A View of Toledo

When he traveled abroad to research his travel articles he liked to keep his anonymity, especially in the small cafes and shops he haunted.  He never liked explaining who he was or what he was doing.  Last year he’d been in an unexpected argument about politics.  The café owner had asked him to remove himself.  The incident still bothered him.  He vowed to be even more careful in his wanderings, whether they were her or abroad.  Hearing her say the words: “The blueberries look good, Ash, don’t you think so?” so matter of factly in the market along with his name was unsettling and at the same time very appealing and a bit sexy.
Under his breath he said “damn her.”  He remembered a few of the shoppers had looked at him, and then at her wondering at their relationship.  He made a mental note to remind her again about how to behave when she was with him in public. He didn’t dislike women, on the contrary he was quite fond of them and enjoyed their presence, but he still liked to do things his way as unobtrusive as possible.
He couldn’t very well leave the market without drawing further attention to himself.  He had no choice but nervously watch her study the blueberries, ready to make a hasty retreat if necessary.  She selected a carton, placed it in her shopping cart then strode off.

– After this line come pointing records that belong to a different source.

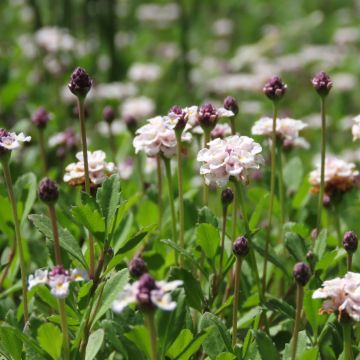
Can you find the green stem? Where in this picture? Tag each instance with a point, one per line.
(322, 174)
(299, 304)
(236, 300)
(42, 150)
(181, 192)
(8, 181)
(64, 328)
(150, 324)
(346, 325)
(54, 226)
(159, 180)
(171, 198)
(207, 133)
(81, 110)
(272, 196)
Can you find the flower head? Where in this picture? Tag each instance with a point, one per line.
(148, 294)
(322, 83)
(58, 279)
(155, 137)
(40, 118)
(11, 141)
(275, 89)
(80, 82)
(342, 295)
(48, 191)
(233, 156)
(340, 176)
(99, 169)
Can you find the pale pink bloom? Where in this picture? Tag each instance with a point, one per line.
(233, 156)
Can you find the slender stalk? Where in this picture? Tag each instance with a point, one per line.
(159, 180)
(272, 196)
(346, 325)
(54, 226)
(8, 181)
(207, 133)
(64, 328)
(299, 304)
(171, 198)
(42, 150)
(81, 110)
(236, 299)
(181, 192)
(322, 174)
(150, 324)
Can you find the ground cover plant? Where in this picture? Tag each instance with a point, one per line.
(179, 189)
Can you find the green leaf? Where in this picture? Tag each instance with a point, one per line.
(206, 216)
(50, 339)
(218, 340)
(194, 345)
(139, 335)
(296, 246)
(108, 199)
(208, 237)
(111, 290)
(25, 191)
(94, 344)
(194, 294)
(265, 345)
(293, 174)
(67, 241)
(177, 347)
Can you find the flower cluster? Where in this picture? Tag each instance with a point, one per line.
(99, 169)
(58, 279)
(10, 141)
(342, 295)
(148, 294)
(340, 176)
(156, 137)
(233, 156)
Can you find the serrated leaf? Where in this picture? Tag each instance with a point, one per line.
(94, 344)
(108, 199)
(208, 237)
(67, 241)
(50, 339)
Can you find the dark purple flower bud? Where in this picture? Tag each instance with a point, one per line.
(227, 197)
(178, 113)
(146, 285)
(241, 246)
(322, 83)
(231, 104)
(302, 273)
(131, 123)
(108, 114)
(208, 116)
(80, 83)
(350, 242)
(275, 89)
(40, 118)
(48, 191)
(137, 266)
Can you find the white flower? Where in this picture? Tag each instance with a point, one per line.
(11, 141)
(147, 293)
(232, 156)
(156, 137)
(339, 175)
(99, 169)
(286, 128)
(356, 128)
(39, 277)
(342, 295)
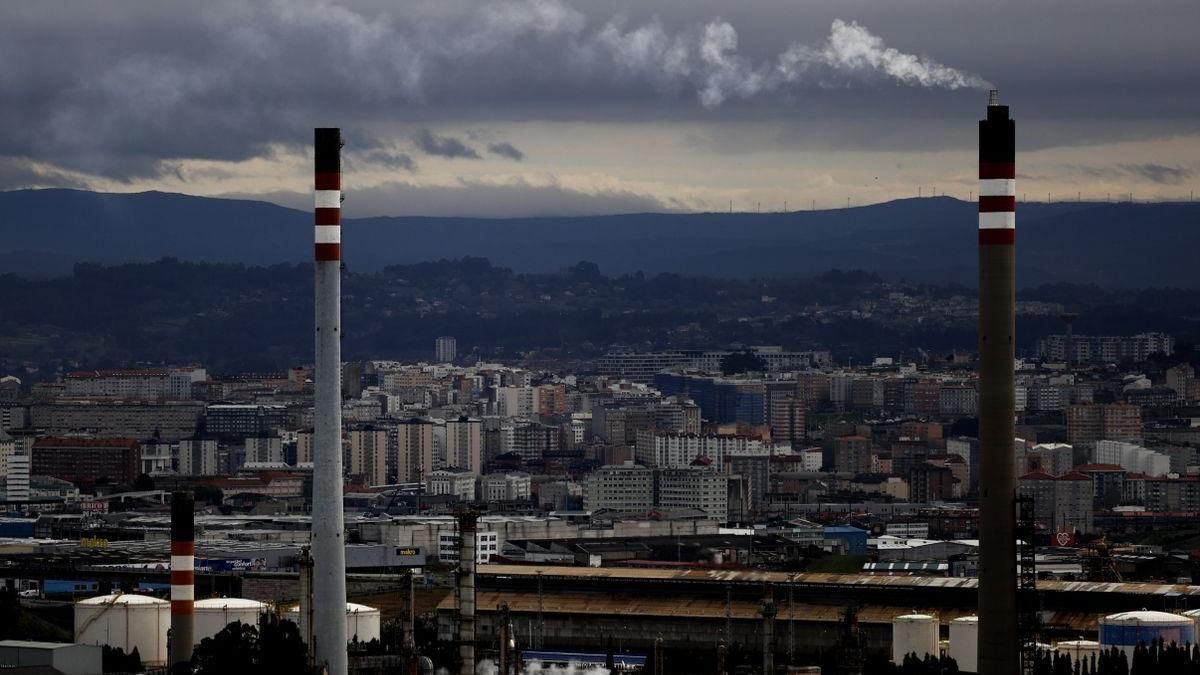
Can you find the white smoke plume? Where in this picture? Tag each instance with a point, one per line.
(707, 60)
(241, 77)
(558, 48)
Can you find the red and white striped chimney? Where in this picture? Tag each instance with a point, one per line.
(183, 577)
(328, 196)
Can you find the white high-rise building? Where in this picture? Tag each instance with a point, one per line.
(304, 447)
(369, 455)
(264, 449)
(447, 348)
(516, 401)
(411, 452)
(198, 457)
(7, 448)
(465, 444)
(18, 477)
(622, 488)
(678, 451)
(450, 482)
(1132, 458)
(700, 488)
(505, 487)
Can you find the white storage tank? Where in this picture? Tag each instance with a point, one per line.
(913, 633)
(125, 621)
(214, 614)
(1126, 629)
(965, 643)
(360, 620)
(1079, 650)
(1195, 616)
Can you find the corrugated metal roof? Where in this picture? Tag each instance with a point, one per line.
(760, 577)
(715, 609)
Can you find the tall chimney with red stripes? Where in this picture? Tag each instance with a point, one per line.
(328, 524)
(999, 643)
(183, 577)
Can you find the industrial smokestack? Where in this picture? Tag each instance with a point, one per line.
(328, 526)
(467, 591)
(304, 562)
(183, 578)
(999, 644)
(768, 635)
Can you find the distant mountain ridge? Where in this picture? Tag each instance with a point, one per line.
(933, 239)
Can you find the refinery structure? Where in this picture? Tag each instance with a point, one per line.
(673, 514)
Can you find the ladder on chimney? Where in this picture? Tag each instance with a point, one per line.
(1027, 605)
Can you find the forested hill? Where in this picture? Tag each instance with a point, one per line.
(933, 239)
(233, 317)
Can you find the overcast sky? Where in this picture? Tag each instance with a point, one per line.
(546, 107)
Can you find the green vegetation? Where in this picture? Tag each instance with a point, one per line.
(19, 623)
(274, 646)
(839, 563)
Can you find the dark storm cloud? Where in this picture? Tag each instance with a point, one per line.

He didn’t think she said the words about the blueberries intentionally, she wouldn’t.  Everything she said had that same matter of fact quality, whether she was ironing his shirts or preparing a meal.  “Ironing’s done, Ash.”  “Meal’s done, Ash,” emphasizing his name which was really Ashton.    He remembered the first time they’d met when she’d rounded a street corner in the old part of town and almost bumped into him. “Watch it there, Mister,” she had said.
The sound of her husky voice made him want to bump into her again.  Here was someone, he thought, who knew how to be assertive, yet not unpleasant.  A change from what he usually expected a stranger to say.
“Well…,” she had said.
“Yes…,” he had said.
“Do you like fruit?” she said.
“I never thought about it.”
“You should,” she said.  “I’m on my way to get some fresh strawberries.  They’re very good here.”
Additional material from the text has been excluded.